RobotGo Integration Guide#
Source: .src/robotgo/ (local clone for reference)
Repository: https://github.com/go-vgo/robotgo
Purpose: Desktop automation and screenshot capabilities
Integration: Optional via build tags (to avoid CGO in main build)
Overview#
RobotGo is a Go library for desktop automation including:
- Screenshots - Capture screen regions, full screen, multiple displays
- Mouse control - Move, click, scroll
- Keyboard control - Type text, key combinations
- Window management - Find, activate, manipulate windows
- Bitmap operations - Find images on screen
- Event hooks - Listen for global keyboard/mouse events
For utm-dev: We use screenshots only (via build tags)
Platform Support#
| Platform | Screenshot | Mouse/Keyboard | Requirements |
|---|---|---|---|
| macOS | ✅ | ✅ | Xcode Command Line Tools, Privacy permissions |
| Windows | ✅ | ✅ | MinGW-w64 (GCC) |
| Linux | ✅ | ✅ | X11, Xtst, libpng |
CGO Required: Yes (C bindings to platform APIs) Cross-compilation: Difficult (CGO + platform-specific libraries)
Key Files to Study#
Screenshot Implementation#
.src/robotgo/
├── screen.go # Main screenshot API
├── screen/
│ ├── goScreen.h # C header for screen capture
│ ├── goScreen_c.h # Platform-agnostic interface
│ ├── screen_c.h # Platform-specific implementations
│ └── c_screen_*.c # Platform code (darwin, windows, linux)

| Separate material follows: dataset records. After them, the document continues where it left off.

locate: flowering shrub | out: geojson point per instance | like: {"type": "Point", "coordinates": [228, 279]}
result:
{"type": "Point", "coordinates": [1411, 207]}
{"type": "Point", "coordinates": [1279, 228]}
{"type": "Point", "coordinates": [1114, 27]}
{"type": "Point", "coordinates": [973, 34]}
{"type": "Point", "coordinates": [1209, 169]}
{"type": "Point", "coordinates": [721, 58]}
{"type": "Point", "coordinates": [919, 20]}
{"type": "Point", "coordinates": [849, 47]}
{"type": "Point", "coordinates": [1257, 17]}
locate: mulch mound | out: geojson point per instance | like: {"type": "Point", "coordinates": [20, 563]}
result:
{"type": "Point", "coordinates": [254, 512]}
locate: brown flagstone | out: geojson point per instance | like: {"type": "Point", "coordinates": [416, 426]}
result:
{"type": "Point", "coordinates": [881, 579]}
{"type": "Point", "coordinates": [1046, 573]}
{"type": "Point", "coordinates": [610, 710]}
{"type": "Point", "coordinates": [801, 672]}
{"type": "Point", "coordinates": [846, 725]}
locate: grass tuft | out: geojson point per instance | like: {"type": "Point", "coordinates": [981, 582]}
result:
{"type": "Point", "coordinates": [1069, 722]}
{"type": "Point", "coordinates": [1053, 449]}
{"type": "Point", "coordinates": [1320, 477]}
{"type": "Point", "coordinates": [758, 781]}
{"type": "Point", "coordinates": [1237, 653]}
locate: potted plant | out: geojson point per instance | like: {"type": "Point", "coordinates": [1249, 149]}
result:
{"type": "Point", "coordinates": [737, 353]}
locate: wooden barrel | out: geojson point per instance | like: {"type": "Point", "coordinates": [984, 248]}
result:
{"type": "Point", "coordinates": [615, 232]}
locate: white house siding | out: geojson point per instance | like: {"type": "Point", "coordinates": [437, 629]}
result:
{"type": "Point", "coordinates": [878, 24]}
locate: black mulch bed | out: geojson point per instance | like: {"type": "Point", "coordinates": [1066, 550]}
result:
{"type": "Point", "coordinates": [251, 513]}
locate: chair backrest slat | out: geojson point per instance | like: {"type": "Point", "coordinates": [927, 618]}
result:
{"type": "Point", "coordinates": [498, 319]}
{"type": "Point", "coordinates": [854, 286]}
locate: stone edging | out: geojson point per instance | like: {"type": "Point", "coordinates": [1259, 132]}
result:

└── examples/screen/main.go # Screenshot examplesCore APIs (screenshot-related)#
// screen.go
func CaptureScreen(x, y, w, h int) C.MMBitmapRef
func CaptureImg(x, y, w, h int) (image.Image, error)

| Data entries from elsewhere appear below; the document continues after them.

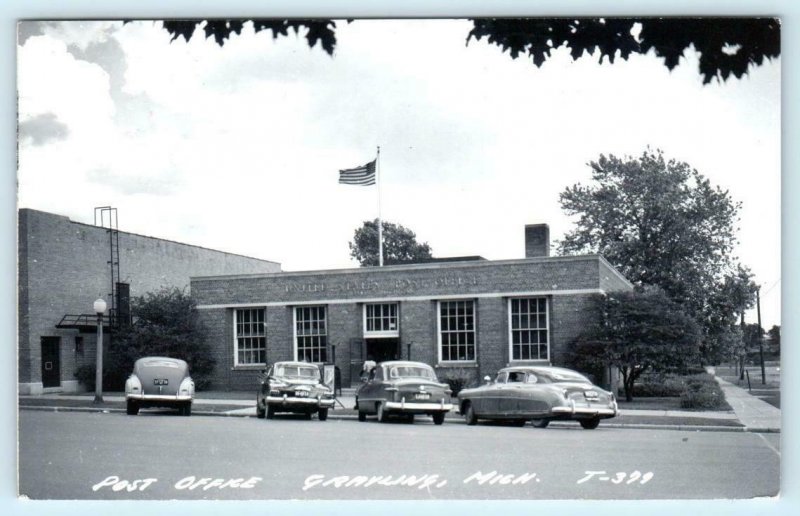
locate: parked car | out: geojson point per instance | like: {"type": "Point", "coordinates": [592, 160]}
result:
{"type": "Point", "coordinates": [403, 388]}
{"type": "Point", "coordinates": [293, 387]}
{"type": "Point", "coordinates": [159, 382]}
{"type": "Point", "coordinates": [538, 394]}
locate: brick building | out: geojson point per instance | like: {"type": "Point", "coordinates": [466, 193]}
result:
{"type": "Point", "coordinates": [467, 318]}
{"type": "Point", "coordinates": [64, 266]}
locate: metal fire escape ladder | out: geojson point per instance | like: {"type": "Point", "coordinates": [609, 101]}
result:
{"type": "Point", "coordinates": [107, 217]}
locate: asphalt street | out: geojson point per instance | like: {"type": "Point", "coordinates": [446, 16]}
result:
{"type": "Point", "coordinates": [159, 455]}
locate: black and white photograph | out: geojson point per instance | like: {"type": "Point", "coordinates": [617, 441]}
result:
{"type": "Point", "coordinates": [420, 259]}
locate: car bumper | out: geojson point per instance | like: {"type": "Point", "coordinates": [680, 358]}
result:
{"type": "Point", "coordinates": [585, 411]}
{"type": "Point", "coordinates": [162, 398]}
{"type": "Point", "coordinates": [289, 401]}
{"type": "Point", "coordinates": [402, 406]}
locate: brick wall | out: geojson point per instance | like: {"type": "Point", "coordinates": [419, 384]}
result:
{"type": "Point", "coordinates": [63, 268]}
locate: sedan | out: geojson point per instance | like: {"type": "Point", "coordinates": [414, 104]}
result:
{"type": "Point", "coordinates": [538, 394]}
{"type": "Point", "coordinates": [159, 382]}
{"type": "Point", "coordinates": [403, 388]}
{"type": "Point", "coordinates": [293, 387]}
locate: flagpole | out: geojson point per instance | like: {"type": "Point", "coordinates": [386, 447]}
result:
{"type": "Point", "coordinates": [380, 224]}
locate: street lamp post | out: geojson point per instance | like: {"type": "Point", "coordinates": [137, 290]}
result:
{"type": "Point", "coordinates": [99, 309]}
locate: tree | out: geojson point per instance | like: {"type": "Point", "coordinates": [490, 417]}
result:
{"type": "Point", "coordinates": [662, 223]}
{"type": "Point", "coordinates": [399, 245]}
{"type": "Point", "coordinates": [637, 332]}
{"type": "Point", "coordinates": [165, 324]}
{"type": "Point", "coordinates": [727, 46]}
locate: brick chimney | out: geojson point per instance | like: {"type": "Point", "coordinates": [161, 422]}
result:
{"type": "Point", "coordinates": [537, 240]}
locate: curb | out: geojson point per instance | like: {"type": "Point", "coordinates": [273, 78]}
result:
{"type": "Point", "coordinates": [333, 415]}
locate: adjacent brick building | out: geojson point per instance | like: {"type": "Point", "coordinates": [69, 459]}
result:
{"type": "Point", "coordinates": [467, 318]}
{"type": "Point", "coordinates": [64, 266]}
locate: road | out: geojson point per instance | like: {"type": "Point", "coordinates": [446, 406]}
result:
{"type": "Point", "coordinates": [69, 455]}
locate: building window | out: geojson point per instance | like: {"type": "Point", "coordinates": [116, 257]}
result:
{"type": "Point", "coordinates": [251, 337]}
{"type": "Point", "coordinates": [380, 320]}
{"type": "Point", "coordinates": [529, 329]}
{"type": "Point", "coordinates": [456, 331]}
{"type": "Point", "coordinates": [78, 348]}
{"type": "Point", "coordinates": [310, 334]}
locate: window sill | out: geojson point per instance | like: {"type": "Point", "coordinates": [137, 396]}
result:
{"type": "Point", "coordinates": [249, 367]}
{"type": "Point", "coordinates": [468, 364]}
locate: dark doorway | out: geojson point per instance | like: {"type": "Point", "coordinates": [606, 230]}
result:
{"type": "Point", "coordinates": [381, 350]}
{"type": "Point", "coordinates": [51, 362]}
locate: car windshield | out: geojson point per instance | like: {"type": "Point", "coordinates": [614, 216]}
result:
{"type": "Point", "coordinates": [411, 372]}
{"type": "Point", "coordinates": [155, 362]}
{"type": "Point", "coordinates": [297, 371]}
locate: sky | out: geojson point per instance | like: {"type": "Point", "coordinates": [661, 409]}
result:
{"type": "Point", "coordinates": [237, 147]}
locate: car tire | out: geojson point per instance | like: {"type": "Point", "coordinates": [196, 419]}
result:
{"type": "Point", "coordinates": [469, 414]}
{"type": "Point", "coordinates": [590, 424]}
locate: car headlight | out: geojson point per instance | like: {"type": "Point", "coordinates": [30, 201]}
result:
{"type": "Point", "coordinates": [133, 385]}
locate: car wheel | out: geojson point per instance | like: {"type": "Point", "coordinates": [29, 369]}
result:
{"type": "Point", "coordinates": [590, 424]}
{"type": "Point", "coordinates": [469, 414]}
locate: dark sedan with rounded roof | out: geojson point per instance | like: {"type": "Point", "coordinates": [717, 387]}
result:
{"type": "Point", "coordinates": [540, 394]}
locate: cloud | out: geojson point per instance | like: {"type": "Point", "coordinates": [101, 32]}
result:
{"type": "Point", "coordinates": [42, 129]}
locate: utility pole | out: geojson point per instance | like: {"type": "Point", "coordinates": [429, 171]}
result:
{"type": "Point", "coordinates": [760, 339]}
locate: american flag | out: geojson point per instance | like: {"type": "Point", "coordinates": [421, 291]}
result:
{"type": "Point", "coordinates": [362, 176]}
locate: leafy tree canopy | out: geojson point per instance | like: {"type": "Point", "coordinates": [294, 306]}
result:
{"type": "Point", "coordinates": [662, 223]}
{"type": "Point", "coordinates": [727, 46]}
{"type": "Point", "coordinates": [638, 331]}
{"type": "Point", "coordinates": [399, 245]}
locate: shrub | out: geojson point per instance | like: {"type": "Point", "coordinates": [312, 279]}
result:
{"type": "Point", "coordinates": [702, 392]}
{"type": "Point", "coordinates": [458, 378]}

func SaveCapture(path string, x, y, w, h int) error
func Save(img image.Image, path string) error
func SaveJpeg(img image.Image, path string, quality int) error
func FreeBitmap(bitmap C.MMBitmapRef)
func GetScreenSize() (int, int)
func GetDisplayBounds(displayID int) (int, int, int, int)
func DisplaysNum() intScreenshot Usage Patterns#
Simple Screenshot#
package main
import "github.com/go-vgo/robotgo"
func main() {
// Full screen
img, _ := robotgo.CaptureImg()
robotgo.Save(img, "fullscreen.png")
// Region
img2, _ := robotgo.CaptureImg(10, 10, 500, 300)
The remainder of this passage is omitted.